George Grosz
Berlin 1893 – Berlin 1959
oil on canvas
90 x 80 cm
Inventory number 2454
The German artist
George Grosz, like his good friend and author
Walter Mehring, was surrounded by an air of scandal in the Berlin of the
Interbellum. The two men had met in the city in 1918 and collaborated on a Dada periodical and the ‘
Schall und Rauch’ cabaret. They were die-hard Dadaists, provocateurs and critics of bourgeois
society. Mehring was renowned and even feared for his satirical songs and texts, while Grosz
expressed his loathing for corruption, anti-Semitism and militarism in his drawings and paintings.
Around 1926, he created this portrait of his friend Mehring, seated against a background of a
stormy sky and a building in ruins.

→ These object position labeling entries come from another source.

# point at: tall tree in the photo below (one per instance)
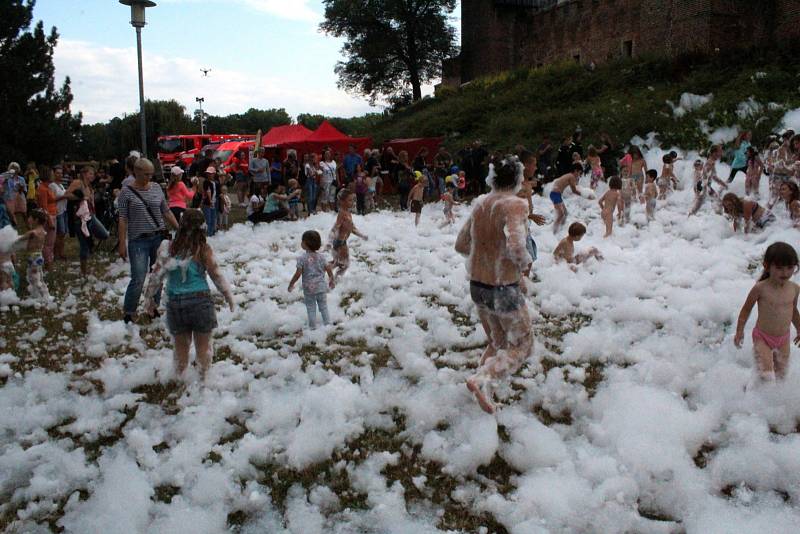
(35, 119)
(390, 45)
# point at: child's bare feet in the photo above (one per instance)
(485, 404)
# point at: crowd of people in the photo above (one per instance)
(497, 238)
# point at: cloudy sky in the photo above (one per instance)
(262, 53)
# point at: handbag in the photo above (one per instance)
(163, 231)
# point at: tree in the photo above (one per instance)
(390, 44)
(35, 118)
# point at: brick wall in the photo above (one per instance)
(497, 37)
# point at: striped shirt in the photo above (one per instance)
(134, 211)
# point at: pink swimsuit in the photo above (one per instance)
(773, 342)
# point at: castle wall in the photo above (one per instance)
(501, 37)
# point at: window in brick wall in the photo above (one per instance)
(627, 48)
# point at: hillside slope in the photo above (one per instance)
(751, 89)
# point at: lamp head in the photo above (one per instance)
(137, 11)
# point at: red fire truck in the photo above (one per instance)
(172, 148)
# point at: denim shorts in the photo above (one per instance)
(191, 313)
(500, 299)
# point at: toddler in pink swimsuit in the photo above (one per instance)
(776, 296)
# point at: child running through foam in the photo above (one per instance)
(415, 197)
(34, 242)
(565, 251)
(776, 296)
(311, 265)
(610, 201)
(650, 194)
(556, 194)
(341, 231)
(184, 262)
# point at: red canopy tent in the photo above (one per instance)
(281, 135)
(413, 146)
(328, 136)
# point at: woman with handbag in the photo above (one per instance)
(143, 216)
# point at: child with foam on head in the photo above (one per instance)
(565, 251)
(449, 201)
(225, 211)
(311, 265)
(341, 231)
(609, 202)
(185, 262)
(415, 197)
(556, 194)
(776, 296)
(34, 242)
(650, 194)
(667, 181)
(755, 168)
(593, 159)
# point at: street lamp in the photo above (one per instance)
(138, 22)
(200, 101)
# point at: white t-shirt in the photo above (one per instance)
(58, 190)
(254, 200)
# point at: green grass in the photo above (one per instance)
(624, 98)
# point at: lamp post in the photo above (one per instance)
(200, 101)
(138, 22)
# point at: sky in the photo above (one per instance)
(262, 54)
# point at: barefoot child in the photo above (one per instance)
(776, 296)
(627, 193)
(185, 262)
(311, 265)
(415, 197)
(341, 230)
(608, 202)
(34, 241)
(755, 168)
(650, 194)
(565, 251)
(449, 202)
(593, 159)
(559, 185)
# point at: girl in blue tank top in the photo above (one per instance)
(186, 262)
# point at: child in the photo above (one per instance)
(225, 204)
(415, 197)
(82, 213)
(753, 173)
(341, 231)
(608, 202)
(668, 180)
(449, 202)
(372, 188)
(627, 193)
(312, 267)
(776, 296)
(638, 169)
(565, 251)
(294, 193)
(559, 185)
(462, 184)
(361, 187)
(650, 194)
(593, 159)
(34, 241)
(185, 262)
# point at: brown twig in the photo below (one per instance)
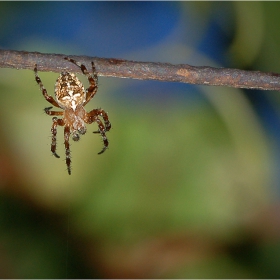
(111, 67)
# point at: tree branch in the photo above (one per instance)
(111, 67)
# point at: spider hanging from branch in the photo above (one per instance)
(71, 97)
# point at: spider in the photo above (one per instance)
(71, 97)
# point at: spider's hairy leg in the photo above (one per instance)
(102, 131)
(92, 79)
(93, 116)
(104, 115)
(56, 122)
(67, 133)
(52, 113)
(44, 91)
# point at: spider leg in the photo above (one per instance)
(92, 79)
(93, 116)
(52, 113)
(56, 122)
(67, 133)
(44, 91)
(102, 131)
(104, 115)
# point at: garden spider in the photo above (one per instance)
(71, 97)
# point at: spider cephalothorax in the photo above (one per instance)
(71, 97)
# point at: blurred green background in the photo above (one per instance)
(189, 187)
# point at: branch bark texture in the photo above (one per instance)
(111, 67)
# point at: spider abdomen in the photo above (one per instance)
(69, 91)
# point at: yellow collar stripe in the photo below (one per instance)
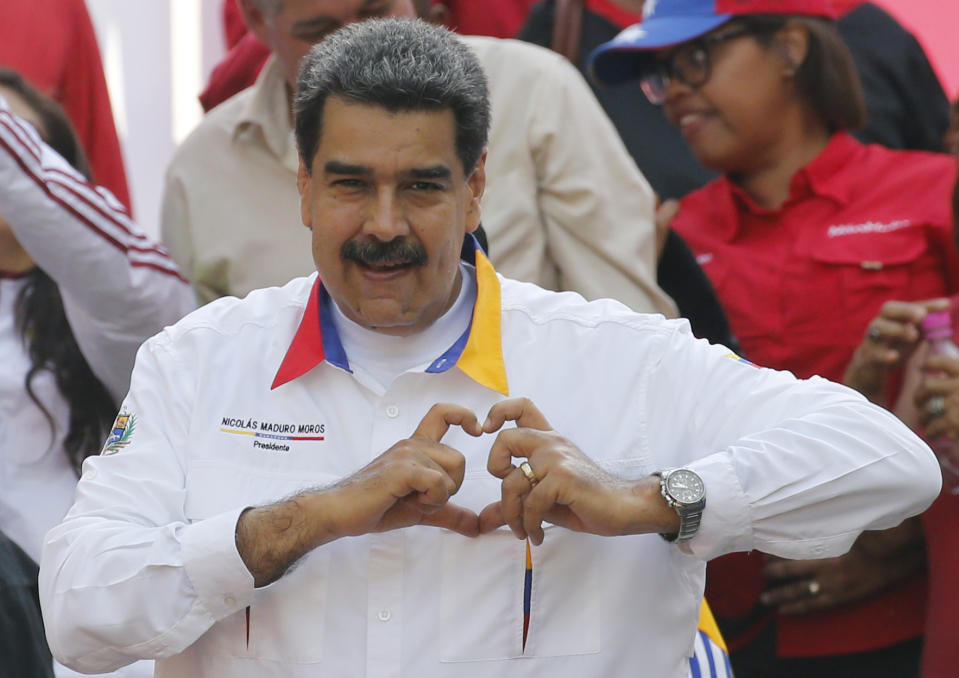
(482, 359)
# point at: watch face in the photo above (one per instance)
(685, 486)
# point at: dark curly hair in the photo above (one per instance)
(39, 315)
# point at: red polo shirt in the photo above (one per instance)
(862, 225)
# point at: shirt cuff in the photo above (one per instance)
(726, 525)
(214, 566)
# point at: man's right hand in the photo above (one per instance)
(409, 484)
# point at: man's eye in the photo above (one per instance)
(425, 186)
(348, 183)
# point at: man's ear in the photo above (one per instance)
(304, 185)
(255, 20)
(476, 183)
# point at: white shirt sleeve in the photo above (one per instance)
(795, 468)
(104, 572)
(118, 285)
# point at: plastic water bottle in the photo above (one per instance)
(937, 330)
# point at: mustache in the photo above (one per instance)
(396, 252)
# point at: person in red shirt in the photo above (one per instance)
(52, 44)
(804, 236)
(930, 404)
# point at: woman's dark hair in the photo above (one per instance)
(827, 77)
(39, 314)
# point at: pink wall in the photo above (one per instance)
(935, 23)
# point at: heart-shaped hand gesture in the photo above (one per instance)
(558, 482)
(412, 482)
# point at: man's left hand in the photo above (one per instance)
(560, 484)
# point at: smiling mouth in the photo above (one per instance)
(386, 266)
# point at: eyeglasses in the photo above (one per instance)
(691, 64)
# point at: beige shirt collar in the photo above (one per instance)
(265, 113)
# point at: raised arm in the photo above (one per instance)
(119, 287)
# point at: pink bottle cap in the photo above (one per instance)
(937, 324)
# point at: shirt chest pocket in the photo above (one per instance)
(487, 590)
(287, 620)
(837, 285)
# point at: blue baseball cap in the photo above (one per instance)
(673, 22)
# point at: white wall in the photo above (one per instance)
(157, 55)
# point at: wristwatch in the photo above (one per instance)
(684, 491)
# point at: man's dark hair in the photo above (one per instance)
(400, 65)
(827, 77)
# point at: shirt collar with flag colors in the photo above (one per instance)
(478, 352)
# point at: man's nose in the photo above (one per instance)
(386, 219)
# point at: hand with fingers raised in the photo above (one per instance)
(409, 484)
(558, 483)
(890, 339)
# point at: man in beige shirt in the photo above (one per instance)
(566, 206)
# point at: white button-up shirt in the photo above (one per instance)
(247, 402)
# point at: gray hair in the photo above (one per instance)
(400, 65)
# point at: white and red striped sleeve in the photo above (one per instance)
(119, 286)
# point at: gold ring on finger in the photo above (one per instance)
(528, 472)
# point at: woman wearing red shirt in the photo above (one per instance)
(929, 403)
(804, 237)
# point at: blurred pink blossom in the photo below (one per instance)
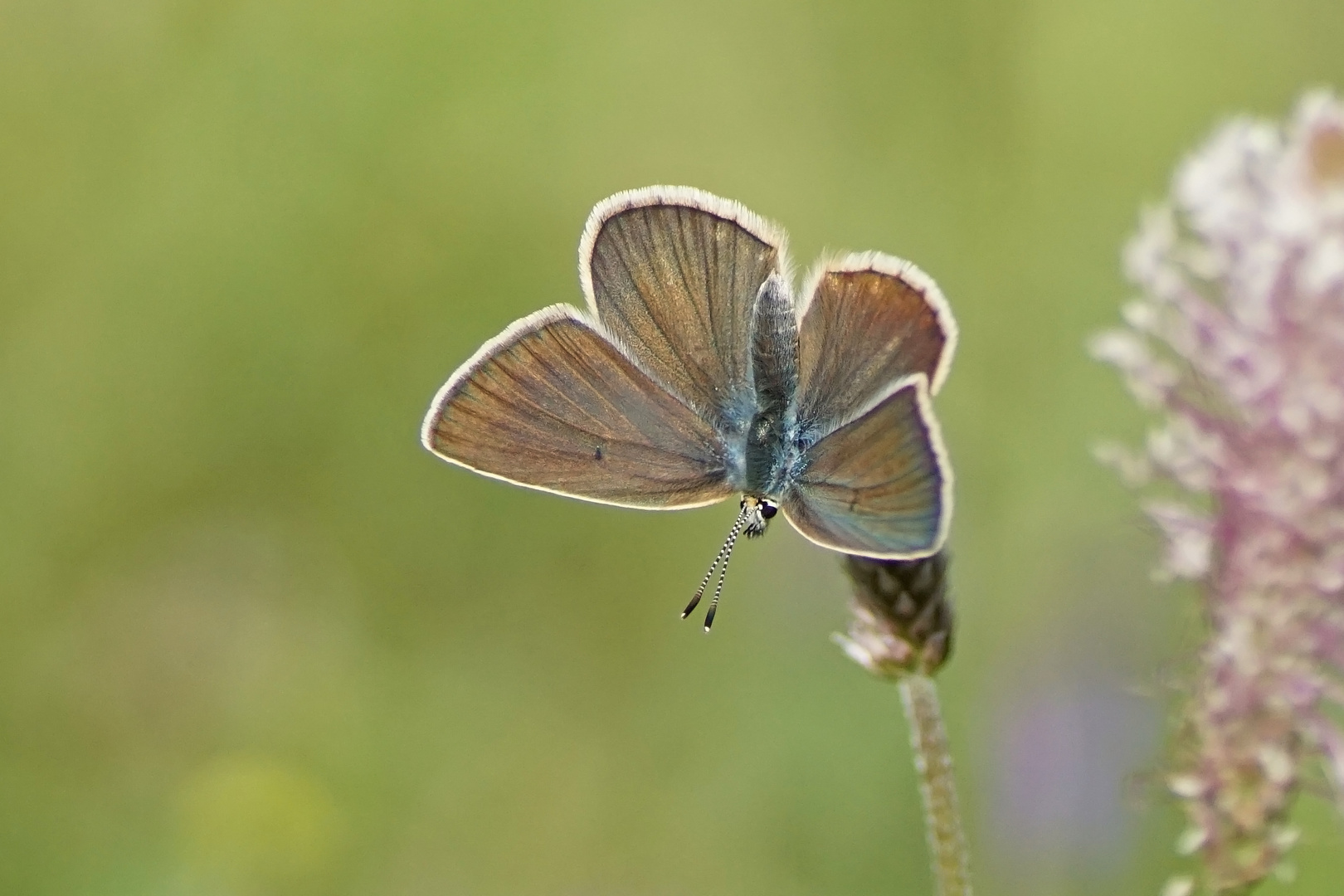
(1238, 342)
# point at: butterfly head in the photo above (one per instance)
(756, 514)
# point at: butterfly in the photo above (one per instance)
(695, 373)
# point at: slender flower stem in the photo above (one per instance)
(937, 787)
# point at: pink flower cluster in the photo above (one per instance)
(1238, 342)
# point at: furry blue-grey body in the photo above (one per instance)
(772, 453)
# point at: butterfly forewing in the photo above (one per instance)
(672, 275)
(553, 405)
(869, 321)
(879, 485)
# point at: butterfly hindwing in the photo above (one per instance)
(553, 405)
(878, 485)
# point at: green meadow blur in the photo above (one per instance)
(254, 640)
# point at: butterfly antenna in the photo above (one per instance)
(721, 558)
(723, 574)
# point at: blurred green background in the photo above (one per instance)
(254, 640)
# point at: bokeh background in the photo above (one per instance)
(254, 640)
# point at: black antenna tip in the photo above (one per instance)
(694, 602)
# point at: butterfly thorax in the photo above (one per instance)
(771, 453)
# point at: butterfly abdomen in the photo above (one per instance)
(774, 371)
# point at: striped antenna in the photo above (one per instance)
(722, 558)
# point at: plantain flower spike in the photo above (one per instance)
(902, 616)
(1237, 343)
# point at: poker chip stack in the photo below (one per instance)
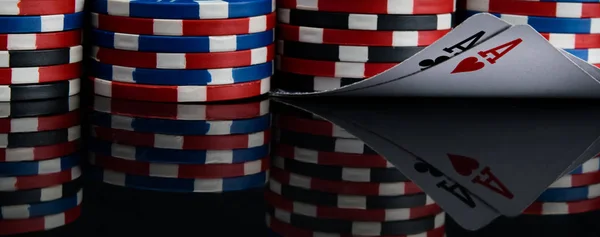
(40, 184)
(185, 148)
(576, 192)
(40, 66)
(182, 50)
(326, 182)
(327, 44)
(567, 24)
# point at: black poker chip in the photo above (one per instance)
(39, 91)
(339, 173)
(359, 228)
(20, 109)
(8, 198)
(350, 21)
(323, 143)
(348, 201)
(306, 83)
(346, 53)
(33, 139)
(44, 57)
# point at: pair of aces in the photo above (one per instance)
(482, 57)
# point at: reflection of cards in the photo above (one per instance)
(465, 177)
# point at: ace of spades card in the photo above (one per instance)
(516, 63)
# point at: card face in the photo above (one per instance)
(516, 63)
(467, 209)
(506, 155)
(471, 32)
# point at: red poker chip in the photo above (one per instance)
(573, 41)
(331, 68)
(330, 158)
(38, 124)
(34, 75)
(289, 230)
(199, 142)
(19, 226)
(221, 111)
(38, 153)
(358, 37)
(204, 27)
(182, 171)
(577, 180)
(139, 59)
(38, 7)
(39, 181)
(154, 93)
(345, 187)
(381, 215)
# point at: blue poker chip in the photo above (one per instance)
(588, 55)
(184, 9)
(182, 127)
(181, 44)
(170, 156)
(570, 194)
(36, 24)
(41, 208)
(38, 167)
(178, 77)
(180, 185)
(552, 24)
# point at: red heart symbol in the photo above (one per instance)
(468, 65)
(463, 165)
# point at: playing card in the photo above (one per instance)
(465, 208)
(510, 153)
(471, 32)
(516, 63)
(505, 155)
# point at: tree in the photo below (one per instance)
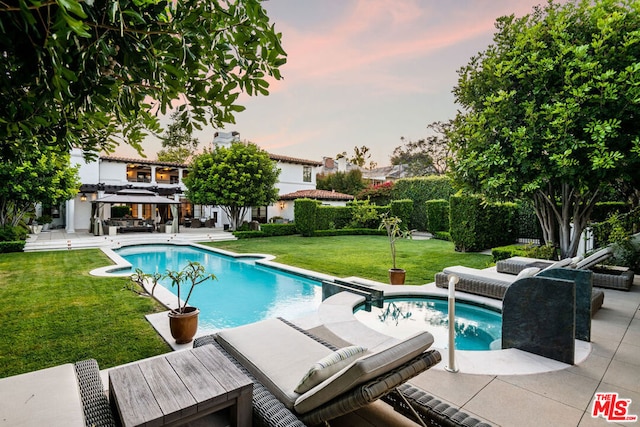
(43, 176)
(235, 178)
(551, 111)
(359, 158)
(178, 142)
(425, 156)
(90, 74)
(343, 182)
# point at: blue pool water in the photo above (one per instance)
(244, 292)
(477, 328)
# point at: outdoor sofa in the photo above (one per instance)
(492, 284)
(603, 277)
(277, 355)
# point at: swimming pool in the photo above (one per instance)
(244, 292)
(477, 328)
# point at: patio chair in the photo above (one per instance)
(390, 386)
(492, 284)
(293, 380)
(612, 277)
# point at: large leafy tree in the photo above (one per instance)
(425, 156)
(235, 178)
(178, 142)
(42, 176)
(551, 111)
(94, 73)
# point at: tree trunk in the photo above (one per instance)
(573, 209)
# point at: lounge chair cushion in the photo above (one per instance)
(275, 353)
(595, 258)
(329, 365)
(364, 369)
(528, 272)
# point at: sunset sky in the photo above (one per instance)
(364, 72)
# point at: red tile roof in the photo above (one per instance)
(316, 194)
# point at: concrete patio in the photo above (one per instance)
(559, 397)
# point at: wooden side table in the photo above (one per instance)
(180, 387)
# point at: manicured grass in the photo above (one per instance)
(54, 312)
(364, 256)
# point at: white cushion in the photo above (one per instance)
(329, 365)
(527, 272)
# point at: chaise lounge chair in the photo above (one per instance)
(492, 284)
(612, 278)
(276, 355)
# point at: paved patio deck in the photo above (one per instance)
(559, 398)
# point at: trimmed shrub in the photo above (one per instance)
(403, 209)
(10, 233)
(529, 251)
(442, 235)
(350, 232)
(477, 225)
(378, 194)
(12, 246)
(420, 190)
(305, 215)
(249, 234)
(437, 215)
(278, 229)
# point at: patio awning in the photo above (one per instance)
(136, 196)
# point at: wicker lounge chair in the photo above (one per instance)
(492, 284)
(603, 277)
(269, 410)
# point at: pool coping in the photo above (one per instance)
(336, 314)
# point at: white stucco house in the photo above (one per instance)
(108, 175)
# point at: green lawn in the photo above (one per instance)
(364, 256)
(54, 312)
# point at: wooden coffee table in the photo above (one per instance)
(180, 387)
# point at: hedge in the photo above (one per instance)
(350, 232)
(278, 229)
(403, 209)
(437, 215)
(420, 190)
(12, 246)
(477, 225)
(305, 215)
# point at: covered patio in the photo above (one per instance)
(134, 197)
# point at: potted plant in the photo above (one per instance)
(392, 225)
(183, 320)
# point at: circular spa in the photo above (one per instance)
(477, 328)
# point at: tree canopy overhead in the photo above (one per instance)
(236, 178)
(551, 111)
(94, 73)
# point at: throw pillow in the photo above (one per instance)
(329, 365)
(527, 272)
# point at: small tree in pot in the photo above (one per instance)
(183, 320)
(392, 225)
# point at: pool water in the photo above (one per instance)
(477, 328)
(244, 292)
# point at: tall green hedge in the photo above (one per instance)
(304, 211)
(403, 209)
(420, 190)
(437, 215)
(477, 225)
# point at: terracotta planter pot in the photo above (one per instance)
(184, 325)
(396, 276)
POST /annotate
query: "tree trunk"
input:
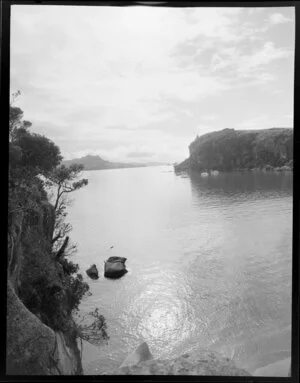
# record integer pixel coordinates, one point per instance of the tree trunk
(62, 249)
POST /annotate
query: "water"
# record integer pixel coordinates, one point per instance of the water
(209, 260)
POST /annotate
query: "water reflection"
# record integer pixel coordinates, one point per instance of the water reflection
(209, 262)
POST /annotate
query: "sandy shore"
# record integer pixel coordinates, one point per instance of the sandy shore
(279, 368)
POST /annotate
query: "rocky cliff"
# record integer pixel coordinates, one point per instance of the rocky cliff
(230, 149)
(203, 362)
(39, 340)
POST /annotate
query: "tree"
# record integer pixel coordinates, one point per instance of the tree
(16, 122)
(39, 153)
(62, 181)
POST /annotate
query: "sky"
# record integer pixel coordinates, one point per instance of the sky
(138, 84)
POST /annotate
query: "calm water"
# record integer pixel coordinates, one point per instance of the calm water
(209, 260)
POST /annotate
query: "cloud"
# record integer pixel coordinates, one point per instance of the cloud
(106, 79)
(139, 155)
(278, 18)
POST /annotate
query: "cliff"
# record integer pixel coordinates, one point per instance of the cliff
(40, 339)
(230, 149)
(203, 362)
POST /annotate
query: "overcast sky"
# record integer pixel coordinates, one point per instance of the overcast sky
(138, 84)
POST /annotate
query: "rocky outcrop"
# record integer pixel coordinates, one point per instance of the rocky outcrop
(37, 343)
(200, 363)
(92, 272)
(141, 354)
(34, 348)
(229, 149)
(115, 267)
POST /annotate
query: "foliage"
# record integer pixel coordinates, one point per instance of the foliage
(63, 180)
(231, 149)
(38, 153)
(49, 287)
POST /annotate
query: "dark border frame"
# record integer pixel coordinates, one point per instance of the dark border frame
(5, 13)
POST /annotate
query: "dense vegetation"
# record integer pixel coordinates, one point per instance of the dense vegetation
(230, 149)
(48, 283)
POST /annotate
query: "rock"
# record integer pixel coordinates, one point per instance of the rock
(285, 168)
(141, 354)
(201, 363)
(92, 272)
(115, 267)
(33, 348)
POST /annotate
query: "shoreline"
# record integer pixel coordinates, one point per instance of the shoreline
(278, 369)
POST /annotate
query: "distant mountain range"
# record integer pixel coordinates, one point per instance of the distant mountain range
(97, 163)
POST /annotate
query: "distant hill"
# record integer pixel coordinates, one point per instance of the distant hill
(97, 163)
(230, 149)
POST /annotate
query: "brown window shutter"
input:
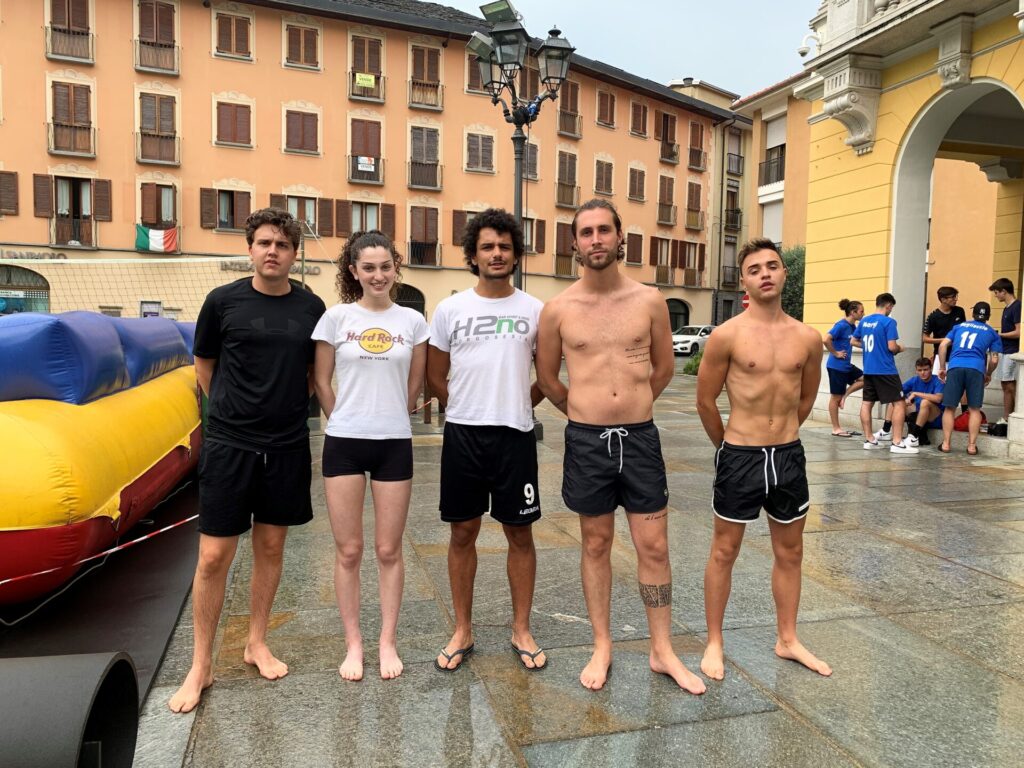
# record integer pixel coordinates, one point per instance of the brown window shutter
(387, 219)
(325, 217)
(8, 193)
(343, 218)
(101, 200)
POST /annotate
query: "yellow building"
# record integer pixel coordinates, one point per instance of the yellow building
(181, 117)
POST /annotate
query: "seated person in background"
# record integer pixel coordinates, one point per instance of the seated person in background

A prefiguration of things to come?
The Nazis seized the portrait in 1937. They considered all Modernist, abstract and socially
critical art as degenerate, banning it from public display or even seizing it, so that many German
museums lost large parts of their collections of contemporary art.
Art at a bargain
In 1939, the Nazis organised an auction at Lucerne with the intention of cashing in on the artworks they had previously seized. An international audience of museum curators jumped at the opportunity to acquire some of the ‘reviled’ pieces. Arthur Cornette, the then director of KMSKA, travelled to Lucerne in the company of a representative of the museum's acquisitions commission and was able to buy this portrait at a bargain.